In a major speech later today, Johnson will accuse politicians, such as the Conservative MP Anna Soubry, of attempting to "frustrate" Brexit.
"I fear that some people are becoming ever more determined to stop Brexit, to reverse the referendum vote of June 23 2016, and to frustrate the will of the people," he will say.
"I believe that would be a disastrous mistake that would lead to permanent and ineradicable feelings of betrayal.
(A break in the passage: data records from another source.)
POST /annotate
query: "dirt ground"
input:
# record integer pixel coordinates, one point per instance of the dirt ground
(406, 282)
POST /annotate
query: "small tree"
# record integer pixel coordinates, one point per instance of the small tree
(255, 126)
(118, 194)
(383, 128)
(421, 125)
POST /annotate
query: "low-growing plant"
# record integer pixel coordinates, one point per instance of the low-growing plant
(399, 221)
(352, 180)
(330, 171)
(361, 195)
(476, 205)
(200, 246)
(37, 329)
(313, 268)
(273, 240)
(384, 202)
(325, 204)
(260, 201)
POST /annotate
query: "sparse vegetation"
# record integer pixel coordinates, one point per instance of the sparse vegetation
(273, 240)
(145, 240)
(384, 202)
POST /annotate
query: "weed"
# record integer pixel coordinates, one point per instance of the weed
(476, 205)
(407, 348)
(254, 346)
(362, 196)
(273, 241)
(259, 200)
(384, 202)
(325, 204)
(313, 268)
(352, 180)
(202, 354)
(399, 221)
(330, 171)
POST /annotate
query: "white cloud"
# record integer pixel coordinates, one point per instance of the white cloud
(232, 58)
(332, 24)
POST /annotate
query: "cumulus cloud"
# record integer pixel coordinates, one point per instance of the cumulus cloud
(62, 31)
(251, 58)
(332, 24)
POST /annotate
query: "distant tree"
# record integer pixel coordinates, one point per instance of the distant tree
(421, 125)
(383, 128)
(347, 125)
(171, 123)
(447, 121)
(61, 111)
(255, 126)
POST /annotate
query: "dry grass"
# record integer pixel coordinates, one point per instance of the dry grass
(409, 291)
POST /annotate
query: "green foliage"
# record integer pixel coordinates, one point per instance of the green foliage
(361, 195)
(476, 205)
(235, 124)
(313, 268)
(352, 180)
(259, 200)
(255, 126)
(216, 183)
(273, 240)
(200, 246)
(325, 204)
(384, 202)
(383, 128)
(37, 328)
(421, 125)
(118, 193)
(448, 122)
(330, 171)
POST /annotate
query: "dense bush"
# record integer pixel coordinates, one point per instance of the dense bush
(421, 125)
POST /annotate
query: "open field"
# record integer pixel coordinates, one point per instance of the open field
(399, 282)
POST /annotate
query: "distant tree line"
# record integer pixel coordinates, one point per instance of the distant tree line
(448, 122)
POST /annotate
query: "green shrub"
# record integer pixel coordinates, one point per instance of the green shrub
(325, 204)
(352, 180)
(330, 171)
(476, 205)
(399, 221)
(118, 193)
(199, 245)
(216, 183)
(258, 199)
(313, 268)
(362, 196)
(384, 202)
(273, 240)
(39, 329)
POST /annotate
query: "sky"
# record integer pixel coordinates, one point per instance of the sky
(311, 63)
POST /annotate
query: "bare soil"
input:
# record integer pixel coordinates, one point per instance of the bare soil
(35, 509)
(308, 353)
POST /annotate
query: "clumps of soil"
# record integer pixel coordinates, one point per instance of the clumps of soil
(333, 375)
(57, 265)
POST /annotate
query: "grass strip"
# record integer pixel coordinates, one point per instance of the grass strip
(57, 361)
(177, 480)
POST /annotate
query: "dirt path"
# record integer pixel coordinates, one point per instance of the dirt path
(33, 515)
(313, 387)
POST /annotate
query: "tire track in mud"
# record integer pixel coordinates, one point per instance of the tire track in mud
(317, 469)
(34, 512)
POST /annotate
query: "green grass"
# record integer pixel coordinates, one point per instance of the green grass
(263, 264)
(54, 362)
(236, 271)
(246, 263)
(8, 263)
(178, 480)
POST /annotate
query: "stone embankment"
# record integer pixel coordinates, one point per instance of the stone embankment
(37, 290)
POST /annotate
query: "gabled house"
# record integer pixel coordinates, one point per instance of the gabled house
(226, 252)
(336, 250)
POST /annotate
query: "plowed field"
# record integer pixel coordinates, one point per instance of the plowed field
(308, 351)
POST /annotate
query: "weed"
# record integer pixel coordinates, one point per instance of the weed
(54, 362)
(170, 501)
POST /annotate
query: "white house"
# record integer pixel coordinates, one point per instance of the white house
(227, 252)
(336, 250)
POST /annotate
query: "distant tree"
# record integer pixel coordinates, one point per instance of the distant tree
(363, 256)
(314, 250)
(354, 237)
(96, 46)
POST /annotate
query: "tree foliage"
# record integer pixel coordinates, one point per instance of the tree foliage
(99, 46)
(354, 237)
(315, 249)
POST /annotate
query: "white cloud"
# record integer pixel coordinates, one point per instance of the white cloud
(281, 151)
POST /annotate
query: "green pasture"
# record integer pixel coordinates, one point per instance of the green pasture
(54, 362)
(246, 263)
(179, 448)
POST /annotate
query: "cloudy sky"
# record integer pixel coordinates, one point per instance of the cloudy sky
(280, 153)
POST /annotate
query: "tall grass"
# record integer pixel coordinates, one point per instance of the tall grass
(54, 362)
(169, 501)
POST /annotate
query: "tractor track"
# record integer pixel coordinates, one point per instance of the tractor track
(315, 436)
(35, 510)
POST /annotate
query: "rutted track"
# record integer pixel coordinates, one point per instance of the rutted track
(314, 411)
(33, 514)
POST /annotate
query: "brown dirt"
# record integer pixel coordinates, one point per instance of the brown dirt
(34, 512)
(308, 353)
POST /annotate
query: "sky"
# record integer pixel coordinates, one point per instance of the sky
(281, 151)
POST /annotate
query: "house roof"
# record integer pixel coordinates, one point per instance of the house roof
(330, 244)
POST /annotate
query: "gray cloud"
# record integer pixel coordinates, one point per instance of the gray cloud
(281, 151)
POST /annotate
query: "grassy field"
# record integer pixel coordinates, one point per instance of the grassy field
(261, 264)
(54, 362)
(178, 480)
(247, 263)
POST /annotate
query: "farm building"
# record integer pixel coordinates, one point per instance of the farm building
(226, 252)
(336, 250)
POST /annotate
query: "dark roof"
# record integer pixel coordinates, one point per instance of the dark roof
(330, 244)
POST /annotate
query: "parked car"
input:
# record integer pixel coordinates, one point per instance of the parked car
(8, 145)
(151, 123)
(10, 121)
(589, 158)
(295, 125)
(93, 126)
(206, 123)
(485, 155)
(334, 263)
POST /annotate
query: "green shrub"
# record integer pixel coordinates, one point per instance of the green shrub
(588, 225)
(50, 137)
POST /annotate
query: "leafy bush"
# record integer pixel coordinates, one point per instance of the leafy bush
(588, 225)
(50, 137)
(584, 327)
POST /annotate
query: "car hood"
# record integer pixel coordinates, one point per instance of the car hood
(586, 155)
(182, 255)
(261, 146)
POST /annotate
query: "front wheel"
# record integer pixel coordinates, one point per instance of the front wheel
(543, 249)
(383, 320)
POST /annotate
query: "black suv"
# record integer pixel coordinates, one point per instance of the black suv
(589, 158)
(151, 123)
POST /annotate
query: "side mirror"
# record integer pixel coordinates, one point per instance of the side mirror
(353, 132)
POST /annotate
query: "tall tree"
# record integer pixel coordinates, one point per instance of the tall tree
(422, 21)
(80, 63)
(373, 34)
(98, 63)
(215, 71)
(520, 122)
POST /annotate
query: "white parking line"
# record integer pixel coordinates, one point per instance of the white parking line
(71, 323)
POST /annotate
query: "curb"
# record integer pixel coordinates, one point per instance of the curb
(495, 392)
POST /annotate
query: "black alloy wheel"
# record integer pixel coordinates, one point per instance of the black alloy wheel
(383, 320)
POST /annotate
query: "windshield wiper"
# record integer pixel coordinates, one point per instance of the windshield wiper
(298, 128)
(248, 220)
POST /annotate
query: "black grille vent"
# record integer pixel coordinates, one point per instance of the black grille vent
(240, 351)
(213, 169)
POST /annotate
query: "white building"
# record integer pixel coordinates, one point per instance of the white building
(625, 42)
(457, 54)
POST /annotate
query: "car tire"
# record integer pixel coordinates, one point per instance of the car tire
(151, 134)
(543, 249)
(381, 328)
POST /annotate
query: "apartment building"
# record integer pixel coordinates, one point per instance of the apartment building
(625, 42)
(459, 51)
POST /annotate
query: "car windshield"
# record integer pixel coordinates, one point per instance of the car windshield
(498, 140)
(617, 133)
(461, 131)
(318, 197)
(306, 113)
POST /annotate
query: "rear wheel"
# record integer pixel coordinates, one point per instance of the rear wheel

We cannot and will not let it happen."
Johnson is expected use his speech to seek to disprove the "anxieties" of Remain supporters about Brexit.
"If we are to carry this project through to national success – as we must – then we must also reach out to those who still have anxieties," he will say.
"I want to try today to anatomise at least some of those fears and to show to the best of my ability that they are unfounded, and that the very opposite is usually true: that Brexit is not grounds for fear but hope.”
However, in a partial attempt to reach out to Remain supporters, the Foreign Secretary will concede that "many" Remainers are motivated by "noble sentiments".
"It is not good enough to say to Remainers – you lost, get over it; because we must accept that many are actuated by entirely noble sentiments, a real sense of solidarity with our European neighbours and a desire for the UK to succeed," he will say.
Johnson is also expected to call on May to implement stricter immigration rules after Brexit.
Writing in the Sun in advance of his speech Johnson claims that EU membership had led to the wages of "indigenous" British people to be suppressed.
"We also need to ask ourselves some hard questions about the impact of 20 years of uncontrolled immigration by low-skilled, low-wage workers — and what many see as the consequent suppression of wages and failure to invest properly in the skills of indigenous young people," he writes.
Johnson's comments were described by anti-Brexit campaigners as "hypocrisy of the highest order."
"He has so far failed to explain why he is campaigning in Cabinet to take the U.K. out of the customs union when there is no other solution to the Irish border issue and it will jeopardize the Good Friday Agreement settlement," Labour MP and Open Britain campaigner Chuka Umunna said.
"He has failed to explain why the Government has failed to start negotiating new trade deals when the campaign he led promised we would do so immediately after the Leave vote."
"Boris Johnson needs to come clean and concede that we cannot have our cake and eat it when leaving the EU. His speech is on Valentine’s Day, not April Fool’s Day."